Google is testing its earthquake and tsunami warning system with existing network of undersea fiber optic cables to detect disturbances on the seafloor.

These cables are used to carry data, and internet, across continents. During transmission, light’s state of polarization (SOP) changes when it encounters mechanical disturbance along the cable. Seismic activity can be detected by tracking these disturbances, Google said in blog post.

The technique works across tens of thousands of kilometres and relies on equipment already present in the existing fiber optic system, where data travels as pulses of light at over two lakh kilometres per second, it added.

In October 2019, Google started performing spectral analysis of Stokes parameters to look at frequencies that are typical of earthquakes. The Stokes parameters measure the optical signal and help in identifying the disturbances in it.

About two months later, it detected a magnitude 7.7 earthquake away from Jamaica—1,500 km away from the closest point of one of its cables, the company said.

In subsequent months, it has detected earthquakes on the East Pacific Rise, a magnitude 6.1 earthquake, and off the shore near Valparaiso, Chile, a magnitude 4.5 earthquake.
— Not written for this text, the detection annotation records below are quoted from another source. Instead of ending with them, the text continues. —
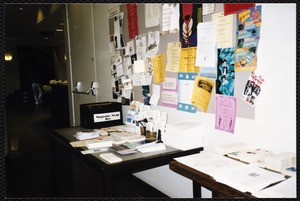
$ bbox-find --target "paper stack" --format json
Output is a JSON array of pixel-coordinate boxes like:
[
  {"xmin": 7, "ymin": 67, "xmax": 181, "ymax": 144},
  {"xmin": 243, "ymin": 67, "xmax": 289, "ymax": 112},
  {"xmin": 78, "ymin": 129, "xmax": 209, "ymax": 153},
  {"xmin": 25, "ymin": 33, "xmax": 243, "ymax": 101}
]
[
  {"xmin": 214, "ymin": 142, "xmax": 248, "ymax": 155},
  {"xmin": 161, "ymin": 122, "xmax": 205, "ymax": 150},
  {"xmin": 227, "ymin": 149, "xmax": 272, "ymax": 168},
  {"xmin": 86, "ymin": 140, "xmax": 113, "ymax": 149},
  {"xmin": 265, "ymin": 152, "xmax": 296, "ymax": 172},
  {"xmin": 75, "ymin": 130, "xmax": 100, "ymax": 140}
]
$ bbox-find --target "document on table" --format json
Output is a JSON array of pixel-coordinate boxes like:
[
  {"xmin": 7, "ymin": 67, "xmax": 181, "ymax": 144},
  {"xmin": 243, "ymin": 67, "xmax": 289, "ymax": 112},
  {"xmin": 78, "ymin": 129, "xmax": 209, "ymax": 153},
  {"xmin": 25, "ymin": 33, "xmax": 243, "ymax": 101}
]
[
  {"xmin": 214, "ymin": 164, "xmax": 285, "ymax": 193},
  {"xmin": 174, "ymin": 151, "xmax": 246, "ymax": 177}
]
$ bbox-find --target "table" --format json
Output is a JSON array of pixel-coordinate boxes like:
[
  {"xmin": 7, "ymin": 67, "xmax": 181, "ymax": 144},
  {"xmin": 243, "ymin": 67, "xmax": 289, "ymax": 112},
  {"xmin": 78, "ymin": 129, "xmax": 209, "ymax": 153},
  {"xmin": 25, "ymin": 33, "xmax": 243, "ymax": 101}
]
[
  {"xmin": 52, "ymin": 127, "xmax": 203, "ymax": 197},
  {"xmin": 169, "ymin": 161, "xmax": 255, "ymax": 198}
]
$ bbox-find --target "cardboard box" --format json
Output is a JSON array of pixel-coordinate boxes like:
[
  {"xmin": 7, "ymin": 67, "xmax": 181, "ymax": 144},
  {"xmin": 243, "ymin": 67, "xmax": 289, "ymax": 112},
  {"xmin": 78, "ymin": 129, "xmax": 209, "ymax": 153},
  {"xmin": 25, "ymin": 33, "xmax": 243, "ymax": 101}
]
[
  {"xmin": 161, "ymin": 122, "xmax": 205, "ymax": 150},
  {"xmin": 80, "ymin": 102, "xmax": 123, "ymax": 129}
]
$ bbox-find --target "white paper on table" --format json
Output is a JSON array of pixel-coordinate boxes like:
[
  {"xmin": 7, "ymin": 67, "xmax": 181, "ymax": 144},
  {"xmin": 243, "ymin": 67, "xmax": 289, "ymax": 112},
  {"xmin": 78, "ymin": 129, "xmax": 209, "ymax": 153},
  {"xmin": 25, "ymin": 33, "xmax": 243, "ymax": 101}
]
[
  {"xmin": 174, "ymin": 151, "xmax": 246, "ymax": 177},
  {"xmin": 214, "ymin": 164, "xmax": 285, "ymax": 193}
]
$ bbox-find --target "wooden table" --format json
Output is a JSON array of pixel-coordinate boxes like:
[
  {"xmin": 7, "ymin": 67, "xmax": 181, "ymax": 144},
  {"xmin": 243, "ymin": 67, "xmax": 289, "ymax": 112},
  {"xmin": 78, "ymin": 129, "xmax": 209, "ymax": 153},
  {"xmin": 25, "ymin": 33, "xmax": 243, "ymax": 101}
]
[
  {"xmin": 169, "ymin": 161, "xmax": 255, "ymax": 198},
  {"xmin": 52, "ymin": 127, "xmax": 203, "ymax": 197}
]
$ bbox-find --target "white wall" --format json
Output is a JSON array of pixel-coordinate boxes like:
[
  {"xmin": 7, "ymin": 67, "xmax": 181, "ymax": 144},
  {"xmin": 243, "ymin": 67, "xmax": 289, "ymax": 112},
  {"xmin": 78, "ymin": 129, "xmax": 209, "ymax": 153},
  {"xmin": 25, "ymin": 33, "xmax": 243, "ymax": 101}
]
[
  {"xmin": 65, "ymin": 4, "xmax": 296, "ymax": 198},
  {"xmin": 135, "ymin": 4, "xmax": 296, "ymax": 198}
]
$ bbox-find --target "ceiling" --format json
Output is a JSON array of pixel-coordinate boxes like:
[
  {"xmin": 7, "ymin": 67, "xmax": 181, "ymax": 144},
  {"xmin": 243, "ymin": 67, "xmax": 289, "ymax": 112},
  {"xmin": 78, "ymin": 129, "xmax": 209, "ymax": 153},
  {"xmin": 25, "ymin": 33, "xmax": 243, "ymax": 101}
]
[{"xmin": 5, "ymin": 3, "xmax": 65, "ymax": 41}]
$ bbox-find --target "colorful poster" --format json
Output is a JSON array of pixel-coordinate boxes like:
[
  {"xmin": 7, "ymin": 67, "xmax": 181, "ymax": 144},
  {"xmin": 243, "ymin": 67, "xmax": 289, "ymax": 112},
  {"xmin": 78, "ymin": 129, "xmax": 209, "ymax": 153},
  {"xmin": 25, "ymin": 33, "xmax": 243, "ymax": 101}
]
[
  {"xmin": 242, "ymin": 71, "xmax": 265, "ymax": 106},
  {"xmin": 215, "ymin": 95, "xmax": 236, "ymax": 133},
  {"xmin": 151, "ymin": 54, "xmax": 165, "ymax": 83},
  {"xmin": 177, "ymin": 73, "xmax": 197, "ymax": 113},
  {"xmin": 166, "ymin": 42, "xmax": 181, "ymax": 72},
  {"xmin": 179, "ymin": 3, "xmax": 202, "ymax": 48},
  {"xmin": 114, "ymin": 13, "xmax": 124, "ymax": 49},
  {"xmin": 161, "ymin": 77, "xmax": 178, "ymax": 108},
  {"xmin": 147, "ymin": 31, "xmax": 160, "ymax": 58},
  {"xmin": 127, "ymin": 3, "xmax": 139, "ymax": 39},
  {"xmin": 224, "ymin": 3, "xmax": 255, "ymax": 15},
  {"xmin": 191, "ymin": 76, "xmax": 214, "ymax": 112},
  {"xmin": 179, "ymin": 47, "xmax": 199, "ymax": 72},
  {"xmin": 234, "ymin": 6, "xmax": 261, "ymax": 71},
  {"xmin": 216, "ymin": 48, "xmax": 235, "ymax": 96}
]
After analysing the earthquake detection data, Dr. Zhongwen Zhan of the California Institute of Technology Seismological Laboratory showed that the technique can also help predict tsunami by detecting pressure changes in the ocean, Google said.

“When a cable runs near the earthquake epicentre, a tsunami warning system that transmits data at the speed of light could communicate a warning to potentially affected communities in milliseconds,” Google added.

Google’s earthquake detection approach involves understanding of complex seismic data with the help of scientists as different earthquakes produce different waveforms with several variables such as magnitude, location, and so on. Further, its technique is said to complement existing array of dedicated seismic sensors, and not replace them.